Yesterday David came down with the stomach bug so I had to cancel music lessons and I cancelled another appointment that we had for today. It’s been nice not to have to rush everyone out the door for things.
It’s been a challenge caring for sick children (for the last 2 weeks we’ve been sick) but we are coming out of it now, I think. Most importantly, I am feeling much more hopeful today. 
Random pictures from the last 2 days:
So yesterday, I was feeling pretty blue and decided I needed to wear some color to offset the mood. It seriously helped!

Caleb and Grace bounced Sarah on the bed.

She loved it. Yes, those are Caleb’s happy feet.

But, as usual, things started getting a little out of hand and I had to put a stop to it.

Sarah fell down the steps yesterday. The children took her upstairs and promptly forgot about her. It only took a second and down she came. It was not a good moment for us (I was particularly upset b/c I had JUST told J to bring her to me but he insisted she liked being with them), thankfully she is okay.
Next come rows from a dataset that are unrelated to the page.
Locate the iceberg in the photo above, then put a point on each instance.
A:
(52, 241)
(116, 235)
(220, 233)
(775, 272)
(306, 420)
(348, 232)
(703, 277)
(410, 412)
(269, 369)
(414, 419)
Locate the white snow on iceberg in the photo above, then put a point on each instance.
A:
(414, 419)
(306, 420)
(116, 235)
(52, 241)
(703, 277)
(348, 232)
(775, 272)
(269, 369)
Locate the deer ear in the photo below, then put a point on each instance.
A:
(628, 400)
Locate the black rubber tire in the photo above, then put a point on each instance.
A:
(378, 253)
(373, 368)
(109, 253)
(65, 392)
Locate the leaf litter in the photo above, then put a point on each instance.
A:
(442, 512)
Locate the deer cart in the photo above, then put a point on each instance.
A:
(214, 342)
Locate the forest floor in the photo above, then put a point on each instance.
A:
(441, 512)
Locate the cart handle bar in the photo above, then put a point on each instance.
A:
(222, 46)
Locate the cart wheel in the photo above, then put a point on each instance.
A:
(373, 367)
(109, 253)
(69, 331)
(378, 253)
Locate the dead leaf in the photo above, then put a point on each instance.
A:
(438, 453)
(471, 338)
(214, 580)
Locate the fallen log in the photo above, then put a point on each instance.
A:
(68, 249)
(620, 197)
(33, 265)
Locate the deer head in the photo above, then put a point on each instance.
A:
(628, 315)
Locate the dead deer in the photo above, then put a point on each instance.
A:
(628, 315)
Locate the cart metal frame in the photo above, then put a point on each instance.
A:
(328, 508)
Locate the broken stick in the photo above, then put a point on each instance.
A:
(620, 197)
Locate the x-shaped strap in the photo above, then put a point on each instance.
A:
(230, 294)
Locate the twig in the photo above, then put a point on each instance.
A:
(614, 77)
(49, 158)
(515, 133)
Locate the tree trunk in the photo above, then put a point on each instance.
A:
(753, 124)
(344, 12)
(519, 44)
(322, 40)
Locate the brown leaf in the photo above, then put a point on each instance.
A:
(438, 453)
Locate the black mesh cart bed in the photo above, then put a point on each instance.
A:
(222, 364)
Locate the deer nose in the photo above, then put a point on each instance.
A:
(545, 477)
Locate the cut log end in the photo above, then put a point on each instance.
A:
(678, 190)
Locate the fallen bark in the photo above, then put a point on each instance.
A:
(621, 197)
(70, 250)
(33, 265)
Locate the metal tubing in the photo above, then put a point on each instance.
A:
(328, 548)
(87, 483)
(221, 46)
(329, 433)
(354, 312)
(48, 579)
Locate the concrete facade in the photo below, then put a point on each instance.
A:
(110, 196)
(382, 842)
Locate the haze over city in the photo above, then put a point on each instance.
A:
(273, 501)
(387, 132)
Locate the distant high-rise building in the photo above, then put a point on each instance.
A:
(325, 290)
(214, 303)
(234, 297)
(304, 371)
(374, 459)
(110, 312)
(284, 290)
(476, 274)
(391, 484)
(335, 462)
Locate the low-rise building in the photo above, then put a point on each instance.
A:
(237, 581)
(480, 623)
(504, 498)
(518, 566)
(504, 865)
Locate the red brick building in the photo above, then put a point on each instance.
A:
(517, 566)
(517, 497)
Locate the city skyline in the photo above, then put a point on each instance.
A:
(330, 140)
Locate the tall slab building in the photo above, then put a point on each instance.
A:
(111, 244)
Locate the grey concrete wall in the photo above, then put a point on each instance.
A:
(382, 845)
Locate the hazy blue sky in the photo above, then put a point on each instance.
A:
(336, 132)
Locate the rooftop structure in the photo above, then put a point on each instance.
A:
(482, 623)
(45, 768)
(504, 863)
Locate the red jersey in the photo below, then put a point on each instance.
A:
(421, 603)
She has quite the busy life with all her big siblings to entertain her.
Jacob took these pictures of Sarah and the toothbrush. It gives a good example of the things that go on around here, and how diseases spread. Seth was up no good, getting a chair to help himself to the refrigerator, a habit that I am now in the process of putting a complete end to.
And Sarah had found a treasure to chew.

Oh how yummy!

Jacob thought her facial expression was so funny in this one that he showed it to me as soon as he took it.


Seth came along to help her learn how to use it. No matter that she has no teeth.
Hmmmmmm, she needs more information.

“Like this.” “Oh, I see. Fascinating!”

“Now you try.”

Caleb, Grace, and I played this game together yesterday. We enjoy the detailed, colorful pictures on it.


Caleb likes to do this with Sarah and it’s adorable how she looks up up up at him adoringly.

Seth was quite precious this morning. I heard him make a sound “OHHHHH!” –just like he had just seen an exquisite, beautiful ROSE.
I turned around to look at what he was admiring and discovered,
the car battery charger.

Caleb took Seth and Sarah and covered himself and the two of them up with his blanket. It was like a little cave under there.
I imagine that when the children play like this they are making wonderful memories. I certainly remember doing things like this when I was little! It’s magical, child play.

Boy, Caleb has been busy…. he has also started giving Seth and Sarah rides in the stroller (thanks to redladybug’s suggestion!) to keep them out of trouble.

Sarah in the morning sunshine, sitting on her blanket.

Some of the best books to read out loud…..A.A. Milne understands.

David was yellow- sick last night and he was all bundled and covered up for bed, on the couch. I read to him for a while out of these books and he quieted down for a cozy time with his mama.
I love my eight year old boy.
He rested against me and listened. Today I found him quietly reading them for himself.
He said, “Mom, I love how they drew Pooh for this book. He’s SO CUTE!”

This is one of the poems that make me feel as though they were written just for me, and for my boys;
“I’m fishing. Don’t talk, anybody, don’t come near! Can’t you see that the fish might hear? He thinks I’m playing with a bit of string…he doesn’t know I’m fishing.”
My Davy fishes just like that. I’ve caught him at it before, lots of times, in our ponds.
So when I read it, I get tears in my eyes.


And that’s a little bit of what we’ve been up to.